A música de Becker marcou inúmeros músicos, dos mais variados estilos musicais. Em 1989, Peg serviu de base para Eye know, tema do primeiro álbum da banda de rap De La Soul, o que abriu Steely Dan a todo um novo público e permitiu a dois músicos brancos ultra-influenciados por música negra darem algo de volta à fonte donde foram beber. Algo que voltaria a acontecer no início dos anos 1990 com Michael McDonald, que cantou em Peg e foi membro dos Doobie Brothers ao lado do ex-Steely Dan Jeff "Skunk" Baxter, que ouviu a sua I keep forgettin’ a criar a base instrumental de Regulate, do gangsta rapper Warren G com Nate Dogg.

A cantora e compositora Rickie Lee Jones, cujo Flying Cowboys, quarto álbum de originais, foi produzido por Becker, escreveu no site da revista Rolling Stone um tributo elogioso ao músico, sobre a sua influência nela e na música em geral: “Eles trouxeram os solos de jazz para o rock, tornaram fixe o ser-se engraçado em letras e fizeram com que ser fixe fosse mais importante do que ser bonito." No meio dos elogios, não se coibiu de falar das letras algo agressivas para mulheres de quem os Steely Dan não gostavam e do facto de não ter gostado do saxofone soprano em Satellites, uma das canções que Becker produziu para ela.
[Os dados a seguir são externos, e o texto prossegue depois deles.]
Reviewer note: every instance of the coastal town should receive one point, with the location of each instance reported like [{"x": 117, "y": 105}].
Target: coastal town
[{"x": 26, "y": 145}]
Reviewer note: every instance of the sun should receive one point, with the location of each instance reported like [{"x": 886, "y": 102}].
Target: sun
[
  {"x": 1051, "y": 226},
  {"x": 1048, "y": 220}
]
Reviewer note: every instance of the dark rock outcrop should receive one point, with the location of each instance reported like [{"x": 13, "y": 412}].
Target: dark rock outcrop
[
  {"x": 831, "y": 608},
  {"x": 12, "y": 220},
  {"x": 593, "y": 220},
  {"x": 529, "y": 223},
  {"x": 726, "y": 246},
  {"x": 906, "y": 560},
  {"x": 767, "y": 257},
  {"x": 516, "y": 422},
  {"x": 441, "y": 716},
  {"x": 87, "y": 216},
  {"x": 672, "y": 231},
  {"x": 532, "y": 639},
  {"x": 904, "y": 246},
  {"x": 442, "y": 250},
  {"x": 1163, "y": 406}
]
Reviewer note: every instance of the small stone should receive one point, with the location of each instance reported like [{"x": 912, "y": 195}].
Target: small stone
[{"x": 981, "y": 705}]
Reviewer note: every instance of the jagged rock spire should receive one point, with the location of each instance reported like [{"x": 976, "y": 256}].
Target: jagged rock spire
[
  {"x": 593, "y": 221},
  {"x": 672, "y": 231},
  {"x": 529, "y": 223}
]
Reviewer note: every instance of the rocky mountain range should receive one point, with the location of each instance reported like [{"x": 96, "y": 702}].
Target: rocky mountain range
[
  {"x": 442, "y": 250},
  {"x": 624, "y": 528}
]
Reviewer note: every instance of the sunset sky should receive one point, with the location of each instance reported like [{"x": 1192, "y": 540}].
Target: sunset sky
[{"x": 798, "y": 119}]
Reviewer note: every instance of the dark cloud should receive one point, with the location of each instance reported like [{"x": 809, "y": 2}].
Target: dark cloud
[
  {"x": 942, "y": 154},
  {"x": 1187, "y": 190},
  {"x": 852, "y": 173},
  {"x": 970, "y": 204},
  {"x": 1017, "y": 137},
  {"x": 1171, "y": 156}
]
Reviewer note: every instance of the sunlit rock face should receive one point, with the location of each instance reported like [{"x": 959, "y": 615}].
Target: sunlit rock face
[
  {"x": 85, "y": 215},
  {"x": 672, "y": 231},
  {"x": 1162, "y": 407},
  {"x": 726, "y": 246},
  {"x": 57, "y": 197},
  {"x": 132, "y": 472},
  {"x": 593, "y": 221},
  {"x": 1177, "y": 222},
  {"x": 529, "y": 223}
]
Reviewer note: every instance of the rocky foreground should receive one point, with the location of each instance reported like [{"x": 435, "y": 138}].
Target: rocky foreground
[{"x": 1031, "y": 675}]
No Instagram, Ahmir “Questlove” Thompson, baterista e líder dos Roots, a banda de hip-hop, além de especialista em tudo o que é música, falou sobre a sua relação com a música dos Steely Dan e as vezes em que tocou com Becker e disse que o músico era um dos seus "arquitectos favoritos do som suave FM dos anos 1970".

Fagen, o parceiro musical de Becker, escreveu um comunicado citado pela revista Billboard em que fala da infância perturbada do ex-colega e da sua inteligência e sentido de humor, bem como da maneira como conseguia "ler a psicologia escondida das pessoas e transformar o que via em arte borbulhante e incisiva". Um comunicado que acaba a explicar que tentará "manter viva por tanto tempo quanto puder" a música que os dois fizeram juntos, sob o nome Steely Dan.